L’OPC : Un acteur clé dans la gestion des chantiers
Dans cette édition d’Hypergone, nous explorons le rôle essentiel de l’OPC (Ordonnancement, Pilotage, Coordination) dans la gestion des délais et des coûts sur un chantier.
Face aux aléas inévitables de la construction, cet acteur assure une coordination optimale entre les différents intervenants et veille à la bonne exécution du projet. Grâce aux textes et lois en vigueur, la gestion des imprévus est encadrée, permettant ainsi une meilleure maîtrise des risques.
L’OPC : Garant de la coordination et du respect des délais
Les aléas sont une réalité incontournable sur un chantier. Retards liés aux conditions météorologiques, imprévus techniques ou encore difficultés d’approvisionnement : autant de facteurs pouvant impacter le bon déroulement du projet. Heureusement, des outils juridiques et réglementaires permettent d’anticiper et de gérer ces situations pour garantir la fiabilité et la rentabilité des travaux.

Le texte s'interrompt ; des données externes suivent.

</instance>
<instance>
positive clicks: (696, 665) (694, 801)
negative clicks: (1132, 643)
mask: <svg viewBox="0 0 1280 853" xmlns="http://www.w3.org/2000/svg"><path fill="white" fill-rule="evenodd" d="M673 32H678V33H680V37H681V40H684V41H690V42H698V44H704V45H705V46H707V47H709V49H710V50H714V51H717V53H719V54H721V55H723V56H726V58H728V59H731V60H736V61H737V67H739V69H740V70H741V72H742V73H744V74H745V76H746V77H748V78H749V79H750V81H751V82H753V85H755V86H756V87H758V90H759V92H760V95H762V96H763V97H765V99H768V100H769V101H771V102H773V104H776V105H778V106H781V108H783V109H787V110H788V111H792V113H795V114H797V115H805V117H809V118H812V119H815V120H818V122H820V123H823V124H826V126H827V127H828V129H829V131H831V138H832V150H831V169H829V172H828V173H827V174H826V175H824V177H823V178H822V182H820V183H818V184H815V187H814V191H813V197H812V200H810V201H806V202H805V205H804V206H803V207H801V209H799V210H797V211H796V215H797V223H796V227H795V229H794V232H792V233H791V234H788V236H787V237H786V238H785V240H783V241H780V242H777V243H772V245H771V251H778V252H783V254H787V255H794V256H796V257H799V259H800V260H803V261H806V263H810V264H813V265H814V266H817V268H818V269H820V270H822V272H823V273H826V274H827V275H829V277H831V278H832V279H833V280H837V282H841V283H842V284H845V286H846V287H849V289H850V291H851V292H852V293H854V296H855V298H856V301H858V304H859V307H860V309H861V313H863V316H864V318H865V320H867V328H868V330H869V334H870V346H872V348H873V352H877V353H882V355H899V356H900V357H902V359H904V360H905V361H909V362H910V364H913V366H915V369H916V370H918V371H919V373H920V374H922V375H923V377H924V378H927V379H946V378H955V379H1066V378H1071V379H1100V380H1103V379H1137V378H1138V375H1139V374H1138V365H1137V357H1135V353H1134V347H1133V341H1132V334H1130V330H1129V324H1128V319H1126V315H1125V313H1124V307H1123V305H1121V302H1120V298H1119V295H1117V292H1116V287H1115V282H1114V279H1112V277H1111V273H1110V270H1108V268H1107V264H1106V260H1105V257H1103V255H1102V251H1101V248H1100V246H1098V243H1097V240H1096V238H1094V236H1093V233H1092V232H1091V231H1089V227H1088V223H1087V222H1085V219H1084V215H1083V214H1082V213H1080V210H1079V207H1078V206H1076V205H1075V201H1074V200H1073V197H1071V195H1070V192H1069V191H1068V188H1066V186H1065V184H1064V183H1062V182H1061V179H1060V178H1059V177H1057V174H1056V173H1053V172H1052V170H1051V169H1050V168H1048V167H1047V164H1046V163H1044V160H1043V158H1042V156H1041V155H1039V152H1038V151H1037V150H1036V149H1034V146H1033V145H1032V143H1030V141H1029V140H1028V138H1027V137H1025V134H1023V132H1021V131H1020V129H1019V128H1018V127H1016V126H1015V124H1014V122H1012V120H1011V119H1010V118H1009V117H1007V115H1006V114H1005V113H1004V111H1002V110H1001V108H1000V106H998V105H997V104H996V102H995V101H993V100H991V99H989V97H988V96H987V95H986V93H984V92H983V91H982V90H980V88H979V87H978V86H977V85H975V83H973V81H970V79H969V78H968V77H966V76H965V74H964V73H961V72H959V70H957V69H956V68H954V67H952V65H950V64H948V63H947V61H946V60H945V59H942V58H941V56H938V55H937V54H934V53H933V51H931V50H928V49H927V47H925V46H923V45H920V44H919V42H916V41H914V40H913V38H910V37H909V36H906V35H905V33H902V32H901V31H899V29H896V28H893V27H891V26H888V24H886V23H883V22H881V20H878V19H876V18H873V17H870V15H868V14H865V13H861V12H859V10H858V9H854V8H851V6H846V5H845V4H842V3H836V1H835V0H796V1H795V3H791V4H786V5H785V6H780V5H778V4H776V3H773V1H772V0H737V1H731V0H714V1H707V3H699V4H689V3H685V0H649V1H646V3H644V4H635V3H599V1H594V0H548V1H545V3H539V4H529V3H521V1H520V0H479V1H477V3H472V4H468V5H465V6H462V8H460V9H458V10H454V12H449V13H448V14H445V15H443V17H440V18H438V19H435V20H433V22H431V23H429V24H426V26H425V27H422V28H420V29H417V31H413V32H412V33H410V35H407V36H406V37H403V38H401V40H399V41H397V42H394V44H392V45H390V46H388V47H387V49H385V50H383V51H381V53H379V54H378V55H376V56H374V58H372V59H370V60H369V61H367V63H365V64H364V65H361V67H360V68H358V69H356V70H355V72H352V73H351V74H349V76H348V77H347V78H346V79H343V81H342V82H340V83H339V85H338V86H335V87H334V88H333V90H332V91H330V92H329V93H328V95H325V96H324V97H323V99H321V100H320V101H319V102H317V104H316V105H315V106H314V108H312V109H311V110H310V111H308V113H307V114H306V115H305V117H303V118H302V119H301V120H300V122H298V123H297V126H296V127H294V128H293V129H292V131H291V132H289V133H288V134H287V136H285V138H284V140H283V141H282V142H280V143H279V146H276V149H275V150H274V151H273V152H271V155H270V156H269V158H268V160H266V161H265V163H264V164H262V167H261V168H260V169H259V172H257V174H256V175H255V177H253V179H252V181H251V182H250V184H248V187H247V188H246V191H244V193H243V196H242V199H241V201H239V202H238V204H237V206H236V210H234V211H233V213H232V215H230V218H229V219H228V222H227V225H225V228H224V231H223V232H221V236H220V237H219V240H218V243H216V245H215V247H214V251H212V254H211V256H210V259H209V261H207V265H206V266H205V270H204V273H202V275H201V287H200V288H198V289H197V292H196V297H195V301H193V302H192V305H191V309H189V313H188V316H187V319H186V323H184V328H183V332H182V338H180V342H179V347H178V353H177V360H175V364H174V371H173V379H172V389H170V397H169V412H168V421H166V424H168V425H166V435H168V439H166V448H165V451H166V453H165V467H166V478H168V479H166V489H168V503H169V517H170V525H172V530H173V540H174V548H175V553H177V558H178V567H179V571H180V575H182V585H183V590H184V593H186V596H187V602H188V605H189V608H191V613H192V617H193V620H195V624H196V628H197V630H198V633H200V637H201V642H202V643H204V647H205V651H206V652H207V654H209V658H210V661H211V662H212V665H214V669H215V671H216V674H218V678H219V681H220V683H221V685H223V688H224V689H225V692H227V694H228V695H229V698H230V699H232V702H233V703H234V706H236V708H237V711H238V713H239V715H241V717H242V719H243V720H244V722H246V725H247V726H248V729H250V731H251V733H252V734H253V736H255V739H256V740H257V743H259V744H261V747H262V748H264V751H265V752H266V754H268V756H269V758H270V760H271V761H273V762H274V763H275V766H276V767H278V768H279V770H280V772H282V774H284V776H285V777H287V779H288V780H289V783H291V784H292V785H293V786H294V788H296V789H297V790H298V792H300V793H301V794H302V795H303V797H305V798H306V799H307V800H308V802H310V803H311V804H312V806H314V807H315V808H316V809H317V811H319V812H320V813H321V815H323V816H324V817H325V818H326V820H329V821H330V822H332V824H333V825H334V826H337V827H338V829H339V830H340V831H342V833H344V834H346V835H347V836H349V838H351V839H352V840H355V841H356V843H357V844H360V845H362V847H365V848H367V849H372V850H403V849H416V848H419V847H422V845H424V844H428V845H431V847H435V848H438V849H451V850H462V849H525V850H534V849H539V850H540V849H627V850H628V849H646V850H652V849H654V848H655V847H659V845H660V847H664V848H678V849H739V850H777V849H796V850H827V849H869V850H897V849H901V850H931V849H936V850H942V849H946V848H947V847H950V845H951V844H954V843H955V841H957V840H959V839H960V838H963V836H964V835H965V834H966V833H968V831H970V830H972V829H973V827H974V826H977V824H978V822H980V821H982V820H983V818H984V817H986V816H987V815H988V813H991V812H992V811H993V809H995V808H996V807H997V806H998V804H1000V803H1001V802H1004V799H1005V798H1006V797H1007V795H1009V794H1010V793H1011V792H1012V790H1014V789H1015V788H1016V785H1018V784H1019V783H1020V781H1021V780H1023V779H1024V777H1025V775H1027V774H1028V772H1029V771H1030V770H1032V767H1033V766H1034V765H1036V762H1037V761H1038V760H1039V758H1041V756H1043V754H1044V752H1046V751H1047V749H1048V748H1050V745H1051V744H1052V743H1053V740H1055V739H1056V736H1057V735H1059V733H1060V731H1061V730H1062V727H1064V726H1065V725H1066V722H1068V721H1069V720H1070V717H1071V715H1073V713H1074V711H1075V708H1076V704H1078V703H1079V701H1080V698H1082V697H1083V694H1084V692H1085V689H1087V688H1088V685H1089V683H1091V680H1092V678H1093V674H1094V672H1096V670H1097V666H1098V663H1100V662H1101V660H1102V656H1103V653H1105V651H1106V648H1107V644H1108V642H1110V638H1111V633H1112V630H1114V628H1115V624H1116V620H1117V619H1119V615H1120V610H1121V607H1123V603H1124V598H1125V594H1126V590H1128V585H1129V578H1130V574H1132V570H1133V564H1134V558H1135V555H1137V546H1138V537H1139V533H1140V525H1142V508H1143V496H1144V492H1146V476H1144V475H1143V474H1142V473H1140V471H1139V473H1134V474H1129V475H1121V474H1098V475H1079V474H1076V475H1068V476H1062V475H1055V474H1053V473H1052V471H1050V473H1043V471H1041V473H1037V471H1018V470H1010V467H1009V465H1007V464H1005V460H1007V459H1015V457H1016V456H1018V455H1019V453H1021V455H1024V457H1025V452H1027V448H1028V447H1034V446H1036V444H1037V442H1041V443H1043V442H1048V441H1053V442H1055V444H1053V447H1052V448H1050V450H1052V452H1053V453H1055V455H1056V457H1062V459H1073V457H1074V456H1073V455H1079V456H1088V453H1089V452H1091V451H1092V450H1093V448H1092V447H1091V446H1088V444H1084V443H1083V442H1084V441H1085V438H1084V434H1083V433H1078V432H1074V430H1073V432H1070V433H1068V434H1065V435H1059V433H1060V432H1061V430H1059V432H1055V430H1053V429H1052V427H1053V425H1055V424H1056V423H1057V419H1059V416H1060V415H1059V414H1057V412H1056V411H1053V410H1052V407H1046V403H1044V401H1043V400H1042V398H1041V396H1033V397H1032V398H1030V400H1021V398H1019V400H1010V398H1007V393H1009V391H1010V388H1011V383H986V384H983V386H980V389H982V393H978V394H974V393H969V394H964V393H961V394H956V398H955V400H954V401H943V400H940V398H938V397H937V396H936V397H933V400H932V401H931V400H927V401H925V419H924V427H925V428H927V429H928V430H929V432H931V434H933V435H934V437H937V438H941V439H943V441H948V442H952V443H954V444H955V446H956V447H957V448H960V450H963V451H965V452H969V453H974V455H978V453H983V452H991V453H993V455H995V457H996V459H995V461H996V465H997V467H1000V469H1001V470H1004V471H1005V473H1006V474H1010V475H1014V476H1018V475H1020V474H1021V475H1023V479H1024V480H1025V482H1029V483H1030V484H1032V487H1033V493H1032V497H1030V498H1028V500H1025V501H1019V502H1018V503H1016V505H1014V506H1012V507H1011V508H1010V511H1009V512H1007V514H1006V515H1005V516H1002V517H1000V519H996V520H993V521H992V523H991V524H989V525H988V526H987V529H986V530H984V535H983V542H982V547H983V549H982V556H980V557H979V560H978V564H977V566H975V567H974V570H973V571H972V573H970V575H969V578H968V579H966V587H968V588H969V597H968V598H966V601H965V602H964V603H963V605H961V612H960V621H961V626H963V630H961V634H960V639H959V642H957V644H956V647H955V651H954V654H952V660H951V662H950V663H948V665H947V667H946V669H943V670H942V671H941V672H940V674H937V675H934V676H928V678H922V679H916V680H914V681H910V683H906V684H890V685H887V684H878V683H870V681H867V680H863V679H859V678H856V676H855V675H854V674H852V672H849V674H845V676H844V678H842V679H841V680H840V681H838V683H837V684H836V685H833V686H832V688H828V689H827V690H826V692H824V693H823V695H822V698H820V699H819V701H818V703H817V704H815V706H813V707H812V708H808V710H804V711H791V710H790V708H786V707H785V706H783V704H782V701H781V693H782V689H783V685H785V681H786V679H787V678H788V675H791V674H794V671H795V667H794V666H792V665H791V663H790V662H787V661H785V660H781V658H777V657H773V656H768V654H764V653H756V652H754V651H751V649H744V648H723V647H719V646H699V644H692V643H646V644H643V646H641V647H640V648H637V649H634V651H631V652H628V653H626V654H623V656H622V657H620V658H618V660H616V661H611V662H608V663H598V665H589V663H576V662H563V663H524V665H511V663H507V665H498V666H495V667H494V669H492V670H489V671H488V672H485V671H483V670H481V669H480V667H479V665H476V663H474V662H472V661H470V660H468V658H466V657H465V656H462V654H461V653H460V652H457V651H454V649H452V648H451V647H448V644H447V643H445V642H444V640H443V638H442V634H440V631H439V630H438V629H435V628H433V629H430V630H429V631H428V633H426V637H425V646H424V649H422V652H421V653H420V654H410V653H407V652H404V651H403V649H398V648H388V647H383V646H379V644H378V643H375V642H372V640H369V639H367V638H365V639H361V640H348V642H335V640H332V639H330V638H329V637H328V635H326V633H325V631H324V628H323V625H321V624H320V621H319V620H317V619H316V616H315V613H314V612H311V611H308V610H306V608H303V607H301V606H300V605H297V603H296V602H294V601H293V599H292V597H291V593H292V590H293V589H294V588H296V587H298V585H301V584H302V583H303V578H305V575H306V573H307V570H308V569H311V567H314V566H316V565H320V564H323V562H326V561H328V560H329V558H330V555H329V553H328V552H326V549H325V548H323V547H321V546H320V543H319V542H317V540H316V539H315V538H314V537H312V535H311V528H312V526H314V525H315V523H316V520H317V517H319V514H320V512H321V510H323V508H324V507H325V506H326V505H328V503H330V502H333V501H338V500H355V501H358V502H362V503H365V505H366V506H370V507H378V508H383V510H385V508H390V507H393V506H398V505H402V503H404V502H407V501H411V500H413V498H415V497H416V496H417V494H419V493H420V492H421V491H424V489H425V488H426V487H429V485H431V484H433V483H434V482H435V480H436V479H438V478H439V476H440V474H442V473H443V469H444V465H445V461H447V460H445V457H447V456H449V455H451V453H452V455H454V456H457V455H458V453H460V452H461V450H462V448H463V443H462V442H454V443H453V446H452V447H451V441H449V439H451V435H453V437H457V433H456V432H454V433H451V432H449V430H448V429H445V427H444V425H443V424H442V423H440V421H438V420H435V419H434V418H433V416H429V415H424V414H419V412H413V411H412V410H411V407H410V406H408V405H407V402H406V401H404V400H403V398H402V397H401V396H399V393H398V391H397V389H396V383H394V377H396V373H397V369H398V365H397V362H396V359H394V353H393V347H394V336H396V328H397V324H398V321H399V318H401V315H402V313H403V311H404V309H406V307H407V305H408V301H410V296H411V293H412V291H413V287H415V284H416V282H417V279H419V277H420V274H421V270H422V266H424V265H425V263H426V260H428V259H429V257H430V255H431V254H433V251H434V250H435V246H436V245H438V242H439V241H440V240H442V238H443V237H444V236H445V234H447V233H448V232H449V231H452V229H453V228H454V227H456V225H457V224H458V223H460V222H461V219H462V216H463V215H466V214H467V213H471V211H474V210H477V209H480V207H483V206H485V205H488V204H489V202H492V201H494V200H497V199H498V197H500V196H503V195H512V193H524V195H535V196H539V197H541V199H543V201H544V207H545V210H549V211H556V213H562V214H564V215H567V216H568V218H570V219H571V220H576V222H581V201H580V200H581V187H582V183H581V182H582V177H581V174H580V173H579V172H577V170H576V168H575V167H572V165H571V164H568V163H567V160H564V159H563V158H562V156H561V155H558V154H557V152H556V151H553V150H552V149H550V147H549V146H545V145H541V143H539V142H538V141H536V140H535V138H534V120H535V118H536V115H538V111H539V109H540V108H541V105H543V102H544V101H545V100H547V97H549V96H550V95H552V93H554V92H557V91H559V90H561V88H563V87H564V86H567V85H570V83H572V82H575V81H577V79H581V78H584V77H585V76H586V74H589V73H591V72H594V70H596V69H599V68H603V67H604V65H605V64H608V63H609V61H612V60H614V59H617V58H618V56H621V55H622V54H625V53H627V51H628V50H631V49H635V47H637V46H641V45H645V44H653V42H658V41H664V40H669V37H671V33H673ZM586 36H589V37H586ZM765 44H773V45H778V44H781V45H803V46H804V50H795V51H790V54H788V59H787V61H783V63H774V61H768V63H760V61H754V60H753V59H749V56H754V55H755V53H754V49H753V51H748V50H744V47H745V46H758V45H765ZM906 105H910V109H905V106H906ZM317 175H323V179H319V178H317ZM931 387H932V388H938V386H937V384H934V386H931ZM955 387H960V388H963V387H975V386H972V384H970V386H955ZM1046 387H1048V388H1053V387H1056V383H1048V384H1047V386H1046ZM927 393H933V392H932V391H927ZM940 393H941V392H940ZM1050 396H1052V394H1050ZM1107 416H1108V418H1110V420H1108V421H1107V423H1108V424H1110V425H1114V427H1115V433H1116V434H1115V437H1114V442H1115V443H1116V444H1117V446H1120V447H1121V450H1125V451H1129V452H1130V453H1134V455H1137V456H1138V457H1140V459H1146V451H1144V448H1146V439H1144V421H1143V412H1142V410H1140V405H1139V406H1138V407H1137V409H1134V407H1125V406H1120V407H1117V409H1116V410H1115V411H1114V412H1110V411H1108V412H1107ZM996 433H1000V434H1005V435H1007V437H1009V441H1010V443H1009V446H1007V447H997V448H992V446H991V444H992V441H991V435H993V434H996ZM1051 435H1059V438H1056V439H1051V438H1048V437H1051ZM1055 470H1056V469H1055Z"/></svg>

Un cadre réglementaire au service de la maîtrise des risques
Plusieurs réglementations permettent de gérer les imprévus sur un chantier :
Le Code Civil définit la responsabilité des constructeurs et prévoit la possibilité de justifier un retard en cas de force majeure.
Le Code de la Construction et de l’Habitation (CCH) encadre les responsabilités des acteurs du chantier et impose des garanties comme la garantie décennale et l’assurance dommage-ouvrage.
Le Code des Marchés Publics fixe des règles spécifiques pour ajuster les délais et coûts en cas d’aléas dans les chantiers publics. Le Cahier des Clauses Techniques Particulières (CCTP) intègre des dispositions pour la prise en compte des événements imprévisibles.
Grâce à ces outils juridiques et contractuels, l’OPC dispose d’un cadre clair pour anticiper et gérer les aléas. Son rôle de chef d’orchestre sur le chantier garantit ainsi une meilleure maîtrise des délais et des coûts, assurant la réussite des projets de construction.